Create an external table using Amazon Redshift Spectrum for the S3 data and use Redshift SQL queries for join operations.

DAS-C01 Exam Domain 4: Analysis and Visualization

A company requires an out-of-the-box solution for visualizing complex real-world scenarios and forecasting trends.

Use ML-powered forecasting with Amazon QuickSight

A Data Analyst needs to use Amazon QuickSight to create daily reports based on the dataset stored in Amazon S3.

Create a daily schedule refresh for the dataset.

A company has encountered an import into SPICE error after using Amazon QuickSight to query a new Amazon Athena table that is associated with a new S3 bucket.

Configure the correct permissions for the new S3 bucket from the QuickSight Console.

A company needs a cost-effective solution for ad-hoc analyses and data visualizations.

Use Amazon Athena and Amazon QuickSight.

A company needs to visualize and analyze web logs in near-real time.

Use Amazon Kinesis Data Firehose to stream logs into Amazon Elasticsearch.
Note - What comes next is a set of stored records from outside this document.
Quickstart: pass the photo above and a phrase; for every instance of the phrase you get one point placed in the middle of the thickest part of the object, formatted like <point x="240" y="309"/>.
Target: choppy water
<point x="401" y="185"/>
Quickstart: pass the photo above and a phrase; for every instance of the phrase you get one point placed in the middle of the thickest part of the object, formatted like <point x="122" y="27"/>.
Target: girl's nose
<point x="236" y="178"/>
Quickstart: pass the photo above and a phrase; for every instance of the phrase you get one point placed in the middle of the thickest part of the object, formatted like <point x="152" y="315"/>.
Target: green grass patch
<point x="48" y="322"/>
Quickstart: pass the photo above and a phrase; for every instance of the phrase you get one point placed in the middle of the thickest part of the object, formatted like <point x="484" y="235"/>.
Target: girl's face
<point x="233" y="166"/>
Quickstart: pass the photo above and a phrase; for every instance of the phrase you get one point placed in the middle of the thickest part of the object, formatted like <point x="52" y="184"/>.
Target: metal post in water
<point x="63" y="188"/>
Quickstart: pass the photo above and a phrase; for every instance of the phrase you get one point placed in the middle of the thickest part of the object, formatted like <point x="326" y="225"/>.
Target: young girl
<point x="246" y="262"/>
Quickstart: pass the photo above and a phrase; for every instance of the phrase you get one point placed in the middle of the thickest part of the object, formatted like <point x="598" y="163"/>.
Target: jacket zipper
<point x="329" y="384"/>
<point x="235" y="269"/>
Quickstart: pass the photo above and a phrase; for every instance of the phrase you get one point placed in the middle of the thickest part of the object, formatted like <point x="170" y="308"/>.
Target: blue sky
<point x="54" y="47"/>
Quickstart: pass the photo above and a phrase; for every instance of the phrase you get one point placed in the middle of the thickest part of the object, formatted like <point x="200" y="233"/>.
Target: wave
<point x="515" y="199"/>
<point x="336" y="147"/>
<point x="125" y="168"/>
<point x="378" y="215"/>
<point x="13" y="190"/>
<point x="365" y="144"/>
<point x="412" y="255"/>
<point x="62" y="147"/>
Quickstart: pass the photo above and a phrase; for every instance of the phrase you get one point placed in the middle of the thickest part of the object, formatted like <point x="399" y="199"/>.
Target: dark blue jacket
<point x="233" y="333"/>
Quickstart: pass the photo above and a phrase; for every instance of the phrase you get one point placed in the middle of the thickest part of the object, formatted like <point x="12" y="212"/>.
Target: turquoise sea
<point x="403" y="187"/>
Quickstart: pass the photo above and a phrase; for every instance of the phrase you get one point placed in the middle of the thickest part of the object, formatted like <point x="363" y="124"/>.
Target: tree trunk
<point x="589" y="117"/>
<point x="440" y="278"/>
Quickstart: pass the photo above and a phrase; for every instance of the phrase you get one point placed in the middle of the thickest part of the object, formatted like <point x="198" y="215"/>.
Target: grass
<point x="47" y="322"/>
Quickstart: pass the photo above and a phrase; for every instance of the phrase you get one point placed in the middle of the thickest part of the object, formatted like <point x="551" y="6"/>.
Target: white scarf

Visualize logs using Kibana.

DAS-C01 Exam Domain 5: Security

Root device volume encryption must be enabled on all nodes of an EMR cluster. AWS CloudFormation is required for creating new resources.

Create a custom AMI with encrypted root device volume and place the AMI ID under the CustomAmild property within the CloudFormation template.

A solution is needed to encrypt data stored in an EBS volume that is attached to an EMR cluster

Use Linux Unified Key Setup (LUKS).

A company is having trouble accessing data in a Redshift cluster using Amazon QuickSight.

Create a new inbound rule for the cluster’s security group that allows access from the IP address range that Amazon QuickSight uses.

A company wants to prevent any user from creating EMR clusters that are accessible from the public Internet.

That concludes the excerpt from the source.